Cash parked a half block short of the Groloch house. Castleman was one-way, eastbound. Any cab would have to pass them if already called. They had arrived, they judged, forty minutes before the woman would have to leave to make the funeral.
“This’s crazy,” Harald insisted. “I just don’t see why you think she’ll go.”
“Call it a hunch.” The sun beat down. The car quickly evened up. He didn’t feel communicative.
“How’s she going to get a cab?”
“She’s going to walk down to that pay phone. If she hasn’t already.”
Passersby gazed at them curiously. The neighborhood hairy youth appeared on his front porch, stared, ducked back inside. Even plainclothes cops were easily recognized by their suits, semi-military haircuts, and blackwall tires.
“Bet that jerk thinks it’s him we’ve got staked out.”

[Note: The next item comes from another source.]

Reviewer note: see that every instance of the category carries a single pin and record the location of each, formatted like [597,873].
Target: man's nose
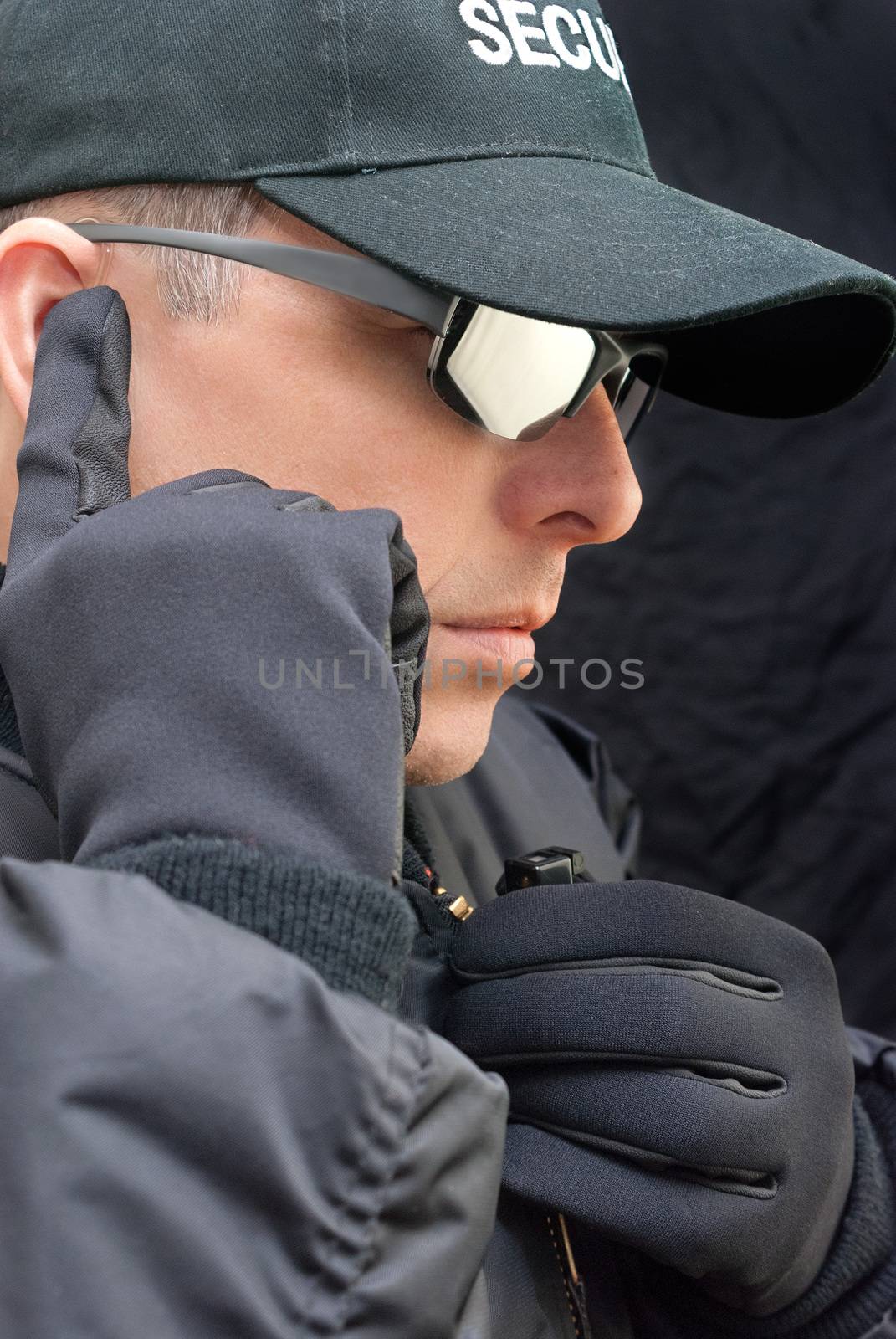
[576,484]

“Want me to go roust him?”
“What for?”
“He must’ve done something.”
“Shit, John. Probably got a little pot put away. What’s the dif?”

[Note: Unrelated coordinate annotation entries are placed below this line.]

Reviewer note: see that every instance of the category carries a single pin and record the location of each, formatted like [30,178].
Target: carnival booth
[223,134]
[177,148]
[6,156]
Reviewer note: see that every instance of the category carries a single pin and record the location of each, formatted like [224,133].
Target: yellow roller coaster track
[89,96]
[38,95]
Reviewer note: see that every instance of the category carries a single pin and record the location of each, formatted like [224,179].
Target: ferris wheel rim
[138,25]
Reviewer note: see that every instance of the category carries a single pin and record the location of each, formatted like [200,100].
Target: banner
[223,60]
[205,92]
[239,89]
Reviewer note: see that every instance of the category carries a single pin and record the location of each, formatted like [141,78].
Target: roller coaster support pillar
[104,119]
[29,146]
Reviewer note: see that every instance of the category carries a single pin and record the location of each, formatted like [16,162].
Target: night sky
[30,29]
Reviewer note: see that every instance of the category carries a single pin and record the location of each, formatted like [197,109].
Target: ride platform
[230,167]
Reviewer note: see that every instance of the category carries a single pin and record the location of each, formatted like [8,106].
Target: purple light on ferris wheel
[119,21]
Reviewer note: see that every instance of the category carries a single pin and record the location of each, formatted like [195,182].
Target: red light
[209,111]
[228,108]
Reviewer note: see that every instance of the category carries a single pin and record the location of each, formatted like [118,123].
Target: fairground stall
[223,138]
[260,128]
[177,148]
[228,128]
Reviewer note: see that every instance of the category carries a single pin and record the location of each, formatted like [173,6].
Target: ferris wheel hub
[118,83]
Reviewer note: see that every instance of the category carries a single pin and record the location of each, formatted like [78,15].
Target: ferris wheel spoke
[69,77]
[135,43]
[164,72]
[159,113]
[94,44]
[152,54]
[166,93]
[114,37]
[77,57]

Harald shrugged, changed the subject. “What the hell do we get out of this even if she does go?”
“I don’t know. It just seems to me that, long as we can keep her breaking her pattern, chances are she’ll slip up. I want to be there when it happens. You ever see a dog go after one of them little box turtles you find in the woods? That turtle is safe... as long as Rover don’t con him into sticking his head out.”
“Shit. Can’t we move up? That sun’s murder.”
“Soon as somebody pulls out from under a tree.”
“How about I walk over to Lambert’s and get us a couple of Cokes?”
“You really got the fidgets, don’t you? Yeah, sure. Here. I’ll buy.”
“Hang on. Here we go.”
Miss Groloch was on the move. She was brisk, businesslike, as she strode eastward, quite alert to her neighbors’ reactions. Few of them had ever seen her. Those who had been out surreptitiously eyeballing the cops now watched her.
“Now?”
“No. After the cab comes. We’ll follow her now. Make sure she uses that phone.”
“Norm, I’m beginning to think this maybe isn’t such a hot idea.”
“It was yours.”
“Yeah. That’s why. No. Only sort of. And it’s not legal. I’d rather have crooks do the crooked stuff. What if somebody spots me and calls the cops? Lot of people out here. Could we talk our way out of it?”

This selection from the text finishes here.